IN THE UNITED STATES DISTRICT COURT FOR THE EASTERN DISTRICT OF CALIFORNIA


June 21, 2011

ALBERTO TORRES, PETITIONER,
v.
VINCE CULLEN, WARDEN, RESPONDENT.

The opinion of the court was delivered by: Gregory G. Hollows United States Magistrate Judge

ORDER

Judgment in this matter was entered pursuant to the March 22, 2011, order adopting the findings and recommendations filed on January 5, 2011, granting respondent's motion to dismiss. Although petitioner, a state prisoner proceeding pro se, had failed to file objections to the findings and recommendations, following the entry of judgment, he filed a motion for reconsideration/re-hearing pursuant to Fed. R. Civ. R. 60(b). That motion, by application of the mailbox rule, was filed on April 16, 2011.*fn1 Shortly thereafter, petitioner filed a request for a certificate of appealability, which the court could construe as a timely*fn2 notice of appeal*fn3 of this court's March 22, 2011, dismissal of his application for a writ of habeas corpus as untimely.

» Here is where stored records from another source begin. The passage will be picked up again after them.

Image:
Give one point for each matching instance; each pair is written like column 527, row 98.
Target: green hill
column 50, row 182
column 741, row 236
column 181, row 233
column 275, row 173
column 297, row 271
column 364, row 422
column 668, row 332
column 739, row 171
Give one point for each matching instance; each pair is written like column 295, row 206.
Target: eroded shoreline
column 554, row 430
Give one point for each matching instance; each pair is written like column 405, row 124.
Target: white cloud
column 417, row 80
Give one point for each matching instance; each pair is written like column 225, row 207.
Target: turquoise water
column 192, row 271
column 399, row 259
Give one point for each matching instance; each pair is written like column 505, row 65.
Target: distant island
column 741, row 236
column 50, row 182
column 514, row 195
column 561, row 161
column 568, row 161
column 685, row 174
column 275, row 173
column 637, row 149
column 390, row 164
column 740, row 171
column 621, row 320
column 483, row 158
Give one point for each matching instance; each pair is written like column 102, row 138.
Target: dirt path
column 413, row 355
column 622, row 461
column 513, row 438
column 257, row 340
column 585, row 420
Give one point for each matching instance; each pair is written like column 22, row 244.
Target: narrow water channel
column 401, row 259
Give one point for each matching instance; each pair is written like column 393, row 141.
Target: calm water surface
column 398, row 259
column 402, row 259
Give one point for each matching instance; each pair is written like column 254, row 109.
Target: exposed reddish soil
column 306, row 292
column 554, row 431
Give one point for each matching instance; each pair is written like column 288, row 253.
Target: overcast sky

If petitioner is electing to proceed by way of a Rule 60(b) motion, he has not gone about it the right way, as respondent observes in his response to petitioner's Rule 60(b) motion, filed on May 13, 2011. Once petitioner filed his notice of appeal, this court lost jurisdiction over the petition, including, of course, the motion for reconsideration/re-hearing. Williams v. Woodford, 384 F.3d 567, 586 (9th Cir. 2004).

Once Williams filed his notice of appeal of the district court's judgment denying his habeas corpus petition, the district court lost jurisdiction over the petition. See id.; Gould v. Mutual Life Ins. Co., 790 F.2d 769, 772 (9th Cir.1986). To seek Rule 60(b) relief during the pendency of an appeal, " 'the proper procedure is to ask the district court whether it wishes to entertain the motion, or to grant it, and then move this court, if appropriate, for remand of the case.' " Scott v. Younger, 739 F.2d 1464, 1466 (9th Cir.1984) (quoting Long v. Bureau of Econ. Analysis, 646 F.2d 1310, 1318 (9th Cir.), vacated on other grounds, 454 U.S. 934, 102 S.Ct. 468, 70 L.Ed.2d 242 (1981)).

Williams v. Woodford, 384 F.3d at 586.

On the other hand, in a motion made pursuant to Fed. R. Civ. P. 52(b)(motion to amend judgment to make additional findings of fact) or Rule 59(e)(motion to alter or amend a judgment), this court retains jurisdiction because petitioner's motion for reconsideration was made within the requisite twenty-eight days following the judgment. Motions under Rule 52(b) and Rule 59(e), unlike those under Rule 60(b), do toll the time for filing a notice of appeal and this court may retain jurisdiction during the pendency of such a motion, filed timely. Hostler v. Groves, 912 F.2d 1158, 1160 n. 2 (9th Cir. 1990). "A notice of appeal is jurisdictionally ineffective if filed before disposition of a Rule 59(e) motion to alter or amend the judgment." Tripati v. Henman, 843 F. 2d 205, 206 (9th Cir. 1988)[internal citation omitted]. The court now directs petitioner to clarify how he wishes to proceed on his pending reconsideration motion. Hamid v. Price Waterhouse, 51 F.3d 1411, 1415 (9th Cir. 1995)("[o]ur precedents ... require that we treat a motion which could have been made as a timely Rule 59 motion as though it were so made") [citation omitted].

Accordingly, IT IS HEREBY ORDERED that petitioner inform this court within fourteen (14) days whether he intends that his putative Rule 60(b) motion be so construed or, instead, should be construed as one pursuant to Rule 59(e) of the Federal Rules of Civil Procedure.